Wolf Prize Laureate in Mathematics 1989

**Alberto P. Calderon**

#### Affiliation at the time of the award:

**University of Chicago, USA**

#### Award citation:

**“for his groundbreaking work on singular integral operators and their application to and important problems in partial differential equations”.**

#### Prize share:

**Alberto P. Calderon**

**John W. Milnor **

Alberto P. Calderon (born in 1920, Argentina) commenced his academic journey at the University of Buenos Aires, focusing on engineering studies. Upon completing his degree in civil engineering in 1947, Calderon secured a position within the research laboratory of the geophysical division at YPF (Yacimientos Petrolíferos Fiscales), a state-owned oil company in Argentina. His work at the YPF Lab centered on exploring methods to determine the conductivity of a body by conducting electrical measurements at its boundary. Although he didn’t publish his findings until 1980 in a brief Brazilian paper, Calderon’s research marked an essential contribution to the field.Subsequently, Calderon transitioned to a role at the University of Buenos Aires. In 1948, Antoni Zygmund from the University of Chicago arrived at the university following an invitation by Alberto González Domínguez. Calderon was then designated as Zygmund’s assistant. Impressed by Calderon’s potential, Zygmund extended an invitation for Calderon to collaborate with him. In 1949, Calderon relocated to Chicago with the support of a Rockefeller Fellowship. Under the guidance of Marshall Stone’s encouragement to pursue a doctorate, Calderon utilized three recently published papers as his dissertation and earned his PhD in mathematics under Zygmund’s supervision in 1950.
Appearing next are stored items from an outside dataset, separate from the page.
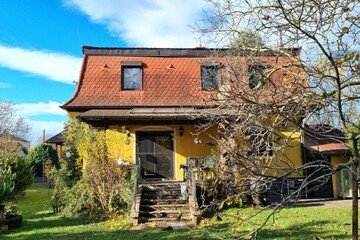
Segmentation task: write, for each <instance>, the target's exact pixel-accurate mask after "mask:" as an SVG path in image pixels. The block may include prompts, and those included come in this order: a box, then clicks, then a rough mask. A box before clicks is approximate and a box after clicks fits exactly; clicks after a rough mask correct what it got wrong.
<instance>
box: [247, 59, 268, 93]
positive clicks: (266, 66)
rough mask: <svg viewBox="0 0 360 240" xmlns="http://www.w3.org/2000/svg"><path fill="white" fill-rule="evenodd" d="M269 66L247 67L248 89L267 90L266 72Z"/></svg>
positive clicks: (258, 63) (267, 84) (249, 65)
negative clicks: (247, 75)
mask: <svg viewBox="0 0 360 240" xmlns="http://www.w3.org/2000/svg"><path fill="white" fill-rule="evenodd" d="M268 68H269V65H267V64H262V63H257V64H252V65H249V88H250V89H255V88H256V89H267V88H268V77H267V76H266V70H267V69H268Z"/></svg>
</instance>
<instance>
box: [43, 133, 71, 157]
mask: <svg viewBox="0 0 360 240" xmlns="http://www.w3.org/2000/svg"><path fill="white" fill-rule="evenodd" d="M64 142H65V137H64V135H63V133H62V132H60V133H58V134H56V135H54V136H52V137H51V138H49V139H48V140H46V143H48V144H51V146H52V147H53V149H54V150H56V152H57V155H58V158H59V159H60V158H62V157H64V155H65V154H66V152H65V149H64Z"/></svg>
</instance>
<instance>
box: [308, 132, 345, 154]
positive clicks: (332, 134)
mask: <svg viewBox="0 0 360 240" xmlns="http://www.w3.org/2000/svg"><path fill="white" fill-rule="evenodd" d="M306 130H307V131H306V132H305V134H304V146H305V148H306V149H307V150H308V151H309V152H308V153H309V154H310V155H311V154H323V155H351V150H350V148H349V146H348V145H347V144H346V142H345V136H344V134H343V132H342V131H341V130H339V129H337V128H334V127H331V126H329V125H311V126H306Z"/></svg>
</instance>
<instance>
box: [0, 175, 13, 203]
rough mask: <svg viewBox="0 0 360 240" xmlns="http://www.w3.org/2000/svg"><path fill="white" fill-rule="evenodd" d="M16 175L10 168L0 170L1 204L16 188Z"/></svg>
mask: <svg viewBox="0 0 360 240" xmlns="http://www.w3.org/2000/svg"><path fill="white" fill-rule="evenodd" d="M15 178H16V174H15V173H13V172H11V169H10V168H0V204H1V203H2V202H3V201H5V200H6V199H7V198H8V197H9V196H10V194H11V193H12V191H13V190H14V188H15Z"/></svg>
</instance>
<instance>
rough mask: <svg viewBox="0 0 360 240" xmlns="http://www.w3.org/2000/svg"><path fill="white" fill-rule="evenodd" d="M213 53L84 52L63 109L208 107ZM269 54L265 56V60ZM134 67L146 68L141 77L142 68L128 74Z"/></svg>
mask: <svg viewBox="0 0 360 240" xmlns="http://www.w3.org/2000/svg"><path fill="white" fill-rule="evenodd" d="M211 51H212V50H210V49H205V48H200V49H142V48H139V49H127V48H94V47H84V48H83V52H84V59H83V66H82V70H81V74H80V80H79V82H78V84H77V90H76V92H75V95H74V97H73V98H72V99H70V100H69V101H68V102H67V103H65V104H64V105H63V106H62V107H63V108H66V109H67V110H70V111H76V110H79V111H82V110H88V109H94V108H98V109H106V108H111V109H114V108H115V109H116V108H132V107H179V106H181V107H199V106H200V107H203V106H206V105H207V104H209V101H208V99H209V96H210V95H213V94H214V93H215V92H216V91H213V90H216V89H212V88H204V84H202V82H201V81H202V71H201V64H202V63H204V62H207V63H208V62H210V61H212V62H214V59H210V56H211V53H212V52H211ZM218 51H222V50H218ZM270 55H271V54H270ZM270 55H269V54H266V55H265V58H269V56H270ZM220 61H221V60H220ZM134 63H136V66H135V65H134ZM131 64H133V65H134V66H135V67H136V68H139V67H141V72H140V71H139V69H131V71H124V70H123V68H124V66H126V67H129V66H132V65H131ZM219 66H220V65H219ZM126 74H128V75H131V74H134V75H135V74H136V75H137V76H136V81H137V82H136V84H134V83H131V84H124V82H123V81H124V77H125V75H126ZM138 81H141V82H138ZM214 85H216V84H214Z"/></svg>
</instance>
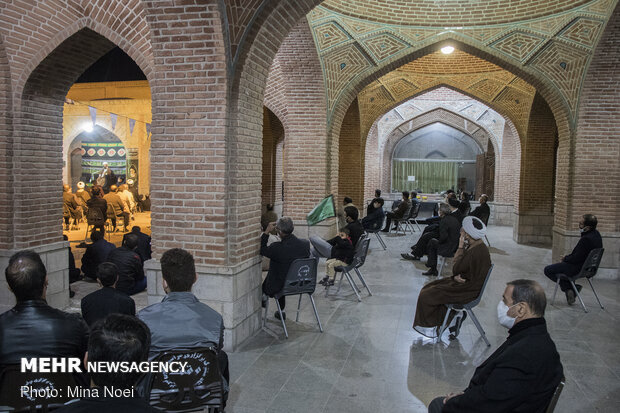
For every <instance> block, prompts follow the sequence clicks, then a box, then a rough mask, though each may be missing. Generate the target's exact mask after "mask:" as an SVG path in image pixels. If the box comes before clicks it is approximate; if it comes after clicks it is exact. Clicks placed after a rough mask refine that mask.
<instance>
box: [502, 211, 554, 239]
mask: <svg viewBox="0 0 620 413" xmlns="http://www.w3.org/2000/svg"><path fill="white" fill-rule="evenodd" d="M552 227H553V214H550V213H542V212H534V213H532V212H530V213H515V214H514V225H513V232H512V238H513V239H514V240H515V241H516V242H518V243H519V244H528V245H538V246H545V247H551V241H552V238H553V235H552V231H551V229H552Z"/></svg>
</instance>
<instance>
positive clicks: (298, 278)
mask: <svg viewBox="0 0 620 413" xmlns="http://www.w3.org/2000/svg"><path fill="white" fill-rule="evenodd" d="M318 261H319V260H318V259H317V258H299V259H296V260H295V261H293V262H292V263H291V266H290V267H289V269H288V272H287V273H286V280H285V281H284V288H282V291H280V292H279V293H277V294H275V295H274V296H273V298H275V299H276V305H277V306H278V313H280V321H281V322H282V328H284V335H285V336H286V338H288V331H287V330H286V324H285V323H284V316H283V315H282V308H280V302H279V301H278V298H280V297H286V296H289V295H299V301H298V303H297V317H296V318H295V321H296V322H299V311H300V307H301V296H302V295H303V294H308V297H310V302H311V303H312V309H313V310H314V316H315V317H316V322H317V324H318V325H319V330H320V331H321V333H322V332H323V326H322V325H321V320H320V319H319V313H318V312H317V311H316V304H315V303H314V298H313V297H312V294H314V290H315V289H316V272H317V266H318ZM268 313H269V300H267V304H266V305H265V315H264V317H263V327H265V324H266V323H267V314H268Z"/></svg>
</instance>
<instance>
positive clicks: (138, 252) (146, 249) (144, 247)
mask: <svg viewBox="0 0 620 413" xmlns="http://www.w3.org/2000/svg"><path fill="white" fill-rule="evenodd" d="M131 234H133V235H135V236H136V237H138V246H137V247H136V252H137V253H138V255H139V256H140V259H141V260H142V262H143V263H144V261H147V260H150V259H151V237H149V236H148V235H146V234H145V233H144V232H141V228H140V227H139V226H137V225H134V226H133V227H132V228H131ZM127 235H129V234H125V235H123V241H125V237H126V236H127Z"/></svg>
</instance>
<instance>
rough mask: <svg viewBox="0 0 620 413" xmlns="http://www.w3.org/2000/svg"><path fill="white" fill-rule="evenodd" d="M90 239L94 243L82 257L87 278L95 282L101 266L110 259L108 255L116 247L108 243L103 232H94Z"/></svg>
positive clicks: (84, 273)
The work of Professor Alberto P. Calderon has had a lasting impact on the shape of contemporary Fourier analysis and on its connections with real variables, complex analysis, and partial differential equations. In particular, his contributions to the theory of singular integral operators (SIO) have been decisive, both through the introduction of the sharpest technical tools into that theory and through its imaginative application to important problems in partial differential equations.
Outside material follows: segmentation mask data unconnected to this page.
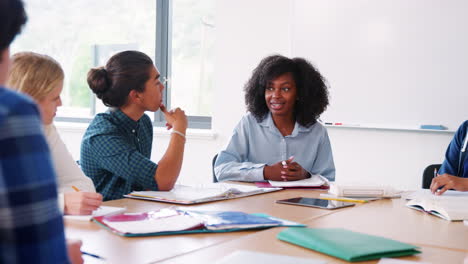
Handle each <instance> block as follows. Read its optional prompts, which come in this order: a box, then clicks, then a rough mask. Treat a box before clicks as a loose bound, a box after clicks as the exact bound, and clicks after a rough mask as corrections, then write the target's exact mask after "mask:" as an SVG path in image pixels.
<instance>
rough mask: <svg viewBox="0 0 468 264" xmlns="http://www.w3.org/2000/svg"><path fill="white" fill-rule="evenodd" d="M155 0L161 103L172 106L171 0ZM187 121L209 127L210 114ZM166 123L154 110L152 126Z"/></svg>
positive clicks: (65, 116) (80, 120)
mask: <svg viewBox="0 0 468 264" xmlns="http://www.w3.org/2000/svg"><path fill="white" fill-rule="evenodd" d="M155 1H156V32H155V34H156V43H155V61H154V63H155V65H156V67H157V68H158V70H159V73H160V75H161V77H160V79H161V80H162V82H163V83H165V89H164V92H163V103H164V105H166V106H168V108H172V106H171V98H170V97H169V96H168V94H170V91H171V89H172V87H171V79H170V77H169V76H171V71H170V69H171V65H172V54H171V48H170V47H171V46H172V39H171V38H170V36H171V35H172V26H171V21H172V1H170V0H155ZM92 96H93V98H92V99H91V100H92V102H93V103H92V105H91V111H92V113H93V115H96V114H97V113H96V105H95V101H96V98H95V96H94V95H92ZM187 118H188V122H189V128H197V129H211V120H212V117H211V116H187ZM92 119H93V118H88V117H66V116H57V117H55V119H54V120H55V121H57V122H74V123H90V122H91V121H92ZM165 124H166V122H165V119H164V116H163V114H162V113H161V111H156V112H154V121H153V126H155V127H164V126H165Z"/></svg>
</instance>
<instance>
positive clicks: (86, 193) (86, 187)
mask: <svg viewBox="0 0 468 264" xmlns="http://www.w3.org/2000/svg"><path fill="white" fill-rule="evenodd" d="M63 79H64V74H63V70H62V68H61V67H60V65H59V64H58V62H57V61H55V60H54V59H53V58H51V57H49V56H46V55H41V54H37V53H33V52H21V53H17V54H15V55H13V57H12V65H11V69H10V72H9V78H8V82H7V86H8V87H12V88H13V89H16V90H18V91H19V92H22V93H25V94H28V95H29V96H31V97H32V98H33V99H34V101H36V103H37V105H38V106H39V110H40V113H41V119H42V124H43V126H44V134H45V137H46V140H47V143H48V145H49V148H50V152H51V154H52V155H51V156H52V160H53V164H54V168H55V171H56V175H57V181H58V188H59V205H60V207H61V208H62V210H63V212H64V213H65V214H72V215H87V214H91V212H92V211H93V210H95V209H97V208H98V207H99V206H100V205H101V203H102V195H100V194H99V193H96V190H95V188H94V185H93V182H92V181H91V179H89V178H88V177H86V176H85V175H84V173H83V172H82V171H81V169H80V168H79V167H78V165H77V164H76V162H75V161H74V159H73V158H72V156H71V154H70V153H69V152H68V150H67V148H66V146H65V144H64V143H63V141H62V140H61V139H60V136H59V134H58V132H57V129H56V128H55V126H54V124H53V119H54V116H55V113H56V111H57V107H59V106H61V105H62V101H61V99H60V93H61V92H62V88H63ZM72 186H74V187H76V188H78V189H79V190H80V191H76V190H74V189H73V187H72Z"/></svg>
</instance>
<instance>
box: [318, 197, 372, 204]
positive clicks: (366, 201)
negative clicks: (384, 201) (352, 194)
mask: <svg viewBox="0 0 468 264" xmlns="http://www.w3.org/2000/svg"><path fill="white" fill-rule="evenodd" d="M320 199H323V200H333V201H340V202H350V203H367V202H368V201H367V200H359V199H347V198H331V197H320Z"/></svg>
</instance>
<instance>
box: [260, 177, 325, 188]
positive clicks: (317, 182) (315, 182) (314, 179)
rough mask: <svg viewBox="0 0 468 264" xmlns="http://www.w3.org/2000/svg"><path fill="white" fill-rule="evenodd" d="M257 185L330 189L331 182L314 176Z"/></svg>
mask: <svg viewBox="0 0 468 264" xmlns="http://www.w3.org/2000/svg"><path fill="white" fill-rule="evenodd" d="M255 185H256V186H257V187H260V188H275V187H276V188H313V189H328V187H329V186H328V185H329V182H328V180H327V179H326V178H324V177H322V176H320V175H312V177H310V178H307V179H303V180H299V181H268V182H256V183H255Z"/></svg>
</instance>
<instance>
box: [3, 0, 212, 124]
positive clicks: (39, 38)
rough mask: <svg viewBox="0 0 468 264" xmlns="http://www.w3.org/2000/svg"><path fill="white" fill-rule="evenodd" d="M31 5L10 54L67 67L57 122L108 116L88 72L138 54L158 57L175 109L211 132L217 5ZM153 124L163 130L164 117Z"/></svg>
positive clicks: (85, 4)
mask: <svg viewBox="0 0 468 264" xmlns="http://www.w3.org/2000/svg"><path fill="white" fill-rule="evenodd" d="M24 2H25V4H26V11H27V14H28V18H29V19H28V23H27V24H26V27H25V29H24V30H23V32H22V34H21V35H19V36H18V38H17V39H16V40H15V42H13V46H12V47H11V51H12V53H15V52H19V51H34V52H38V53H42V54H47V55H49V56H51V57H53V58H54V59H56V60H57V61H58V62H59V63H60V64H61V65H62V68H63V69H64V72H65V81H64V90H63V92H62V102H63V106H62V107H60V108H59V110H58V113H57V118H56V119H57V120H59V121H60V120H62V121H78V122H89V121H90V120H91V119H92V117H93V116H94V115H95V114H96V113H99V112H103V111H105V109H106V107H105V106H104V105H103V104H102V103H101V101H100V100H99V99H97V100H96V97H95V96H94V94H93V93H92V92H91V90H90V89H89V87H88V85H87V83H86V75H87V72H88V70H89V69H90V68H91V67H96V66H101V65H104V63H105V62H106V61H107V60H108V58H109V57H110V56H112V55H113V54H115V53H116V52H119V51H123V50H129V49H133V50H139V51H142V52H144V53H146V54H148V55H149V56H150V57H152V58H153V59H154V61H155V63H156V65H157V67H158V68H159V69H160V71H161V73H162V77H163V78H164V79H166V80H168V82H167V85H166V88H167V89H166V94H165V104H166V105H167V106H168V107H175V106H178V107H181V108H182V109H184V110H185V111H186V114H187V115H189V116H190V117H189V122H190V125H191V126H192V127H198V128H202V127H203V128H206V127H210V126H211V124H210V122H211V118H210V115H211V105H212V69H213V55H212V51H213V43H214V35H213V27H214V22H213V20H214V0H208V1H206V0H204V1H196V0H176V1H168V0H158V1H156V0H139V1H112V0H100V1H92V0H80V1H63V0H61V1H57V0H25V1H24ZM150 116H151V117H152V118H153V120H154V122H155V124H162V123H163V122H162V118H163V117H162V116H161V115H160V114H159V112H157V113H155V114H150Z"/></svg>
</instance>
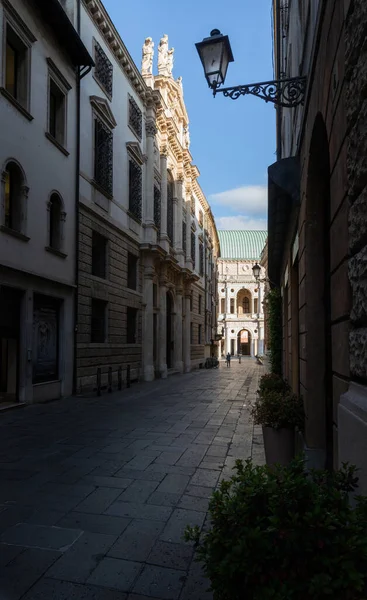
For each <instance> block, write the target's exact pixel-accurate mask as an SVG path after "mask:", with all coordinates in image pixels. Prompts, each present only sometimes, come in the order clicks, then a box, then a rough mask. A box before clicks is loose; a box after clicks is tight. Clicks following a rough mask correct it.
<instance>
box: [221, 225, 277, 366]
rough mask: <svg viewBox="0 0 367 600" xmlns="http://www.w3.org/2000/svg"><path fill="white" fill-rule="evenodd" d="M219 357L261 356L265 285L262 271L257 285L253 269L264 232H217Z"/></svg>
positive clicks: (264, 350)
Together with his teacher, Antoni Zygmund, Calderon proved the famous theorem on the LP boundedness (1<P<∞) of SIO and introduced the important Calderon-Zygmund decomposition. Subsequently, he used SIO to establish the first general result on the uniqueness of the Cauchy problem. for higher order partial differential operators and systems. He then applied this machinery to obtain general results on local solvability for linear partial differential equations (independently of, and contemporaneously with, Hormander) and also gave the first general method of reducing elliptic boundary value problems for equations on the boundary. These papers provided the major stimulus for the development of pseudodifferential operators. At about the same time, he introduced the complex method of interpolation of operators in general banach spaces (contemporaneously with, J.L. Lions). with his celebrated theorem on the first commutator, Calderon initiated a new and fruitful attack on the theory of SIO, which reached a culmination in his paper on the Cauchy integral on Lipschitz curves, honored by the Bocher Prize. In this work, Calderon not only settled an important problem of long-standing in complex function theory but also apened up new vistas for research in classical analysis.